Page Table Structure and Hardware Support

Page Table Structure and Hardware Support:

Different operating systems have different methods for implementing page tables. Most allocate a page table per process. A pointer to page table of each process is maintained with all of the other register values associated with the process and stored in its PCB.

Reloading these register values and defining the correct hardware page table values from the stored process/user page table is part of a context-switch.

The actual implementation of the page table can be accomplished in several different ways. The simplest technique involves defining a dedicated set of registers to be used as the page table. Since every memory access requires going through the page table, these registers need very high-speed logic associated with them to make the address translation efficient. This register technique works reasonably well if the size of page table is relatively small.

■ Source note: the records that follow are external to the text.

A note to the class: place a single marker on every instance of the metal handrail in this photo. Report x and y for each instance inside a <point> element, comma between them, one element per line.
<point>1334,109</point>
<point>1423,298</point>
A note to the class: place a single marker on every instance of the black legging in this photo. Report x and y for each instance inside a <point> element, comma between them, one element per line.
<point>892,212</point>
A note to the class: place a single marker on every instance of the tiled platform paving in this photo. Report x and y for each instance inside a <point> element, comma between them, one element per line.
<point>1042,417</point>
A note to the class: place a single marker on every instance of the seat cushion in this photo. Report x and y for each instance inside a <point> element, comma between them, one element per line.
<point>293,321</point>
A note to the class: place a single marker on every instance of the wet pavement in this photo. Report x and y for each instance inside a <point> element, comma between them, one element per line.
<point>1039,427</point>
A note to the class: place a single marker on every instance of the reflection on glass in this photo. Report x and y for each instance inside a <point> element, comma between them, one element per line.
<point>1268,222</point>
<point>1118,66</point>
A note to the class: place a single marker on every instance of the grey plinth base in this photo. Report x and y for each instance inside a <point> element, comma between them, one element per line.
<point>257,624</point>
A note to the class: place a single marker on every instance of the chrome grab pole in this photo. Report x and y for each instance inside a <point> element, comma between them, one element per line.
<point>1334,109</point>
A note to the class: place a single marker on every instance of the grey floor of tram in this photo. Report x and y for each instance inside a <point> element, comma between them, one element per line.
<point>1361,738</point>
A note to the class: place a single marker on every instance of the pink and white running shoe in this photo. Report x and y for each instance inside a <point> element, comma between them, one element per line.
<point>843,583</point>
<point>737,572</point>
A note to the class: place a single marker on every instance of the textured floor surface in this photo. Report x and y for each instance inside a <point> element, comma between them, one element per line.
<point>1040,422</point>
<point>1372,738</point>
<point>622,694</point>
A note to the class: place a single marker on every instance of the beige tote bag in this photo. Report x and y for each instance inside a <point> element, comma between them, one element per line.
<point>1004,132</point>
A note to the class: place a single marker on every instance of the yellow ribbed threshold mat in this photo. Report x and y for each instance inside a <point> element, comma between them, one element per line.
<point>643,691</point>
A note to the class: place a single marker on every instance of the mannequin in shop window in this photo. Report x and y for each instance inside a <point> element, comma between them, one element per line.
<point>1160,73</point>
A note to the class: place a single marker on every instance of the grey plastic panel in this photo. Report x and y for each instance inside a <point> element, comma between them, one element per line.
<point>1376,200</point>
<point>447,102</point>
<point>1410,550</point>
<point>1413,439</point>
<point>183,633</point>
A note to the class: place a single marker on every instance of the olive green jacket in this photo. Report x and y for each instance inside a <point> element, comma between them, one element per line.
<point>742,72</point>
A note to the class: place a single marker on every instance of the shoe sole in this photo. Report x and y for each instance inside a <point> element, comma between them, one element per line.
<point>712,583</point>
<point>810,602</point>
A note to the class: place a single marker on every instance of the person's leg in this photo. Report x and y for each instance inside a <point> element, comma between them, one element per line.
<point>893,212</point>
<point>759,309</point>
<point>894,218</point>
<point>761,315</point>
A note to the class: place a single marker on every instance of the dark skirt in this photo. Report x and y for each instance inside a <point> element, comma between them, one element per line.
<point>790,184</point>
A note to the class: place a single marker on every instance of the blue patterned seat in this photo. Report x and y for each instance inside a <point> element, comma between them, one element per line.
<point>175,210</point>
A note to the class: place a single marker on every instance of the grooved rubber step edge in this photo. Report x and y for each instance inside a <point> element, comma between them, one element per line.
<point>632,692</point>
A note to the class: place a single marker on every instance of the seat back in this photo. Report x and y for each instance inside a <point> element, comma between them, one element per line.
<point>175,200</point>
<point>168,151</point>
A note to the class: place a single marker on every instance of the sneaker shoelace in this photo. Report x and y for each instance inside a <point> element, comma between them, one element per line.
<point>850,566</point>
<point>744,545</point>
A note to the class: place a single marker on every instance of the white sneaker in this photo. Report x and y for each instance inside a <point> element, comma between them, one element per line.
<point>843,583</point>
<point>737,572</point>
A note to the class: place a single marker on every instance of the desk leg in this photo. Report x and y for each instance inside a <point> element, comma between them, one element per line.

Most modern systems allow extremely large page tables i.e. a million entries or more. r;6r such machines, the register implementation of the page table is not feasible primarily due to cost considerations. Instead of registers such machines keep the page table in main memory and use a page table base register (PTBR) to maintain a pointer to the page table. Changing page tables during a context switch requires changing only the value in this register rather than physically loading a large number of registers.

This approach has an inherent problem with the time that is required to access a logical memory address. To access logical address n, access must first be into the page table using the PTBR offset by the logical page number in which n is located. This requires a memory access. This access provides the physical frame number in which the logical page holding n is currently located. Then the memory access to this address occurs. This scheme requires two memory accesses for every logical address generated by the CPU. This doubles the time required to perform a physical memory access when the CPU generates a logical address. Such an increase in the time required to perform a memory access is not tolerable.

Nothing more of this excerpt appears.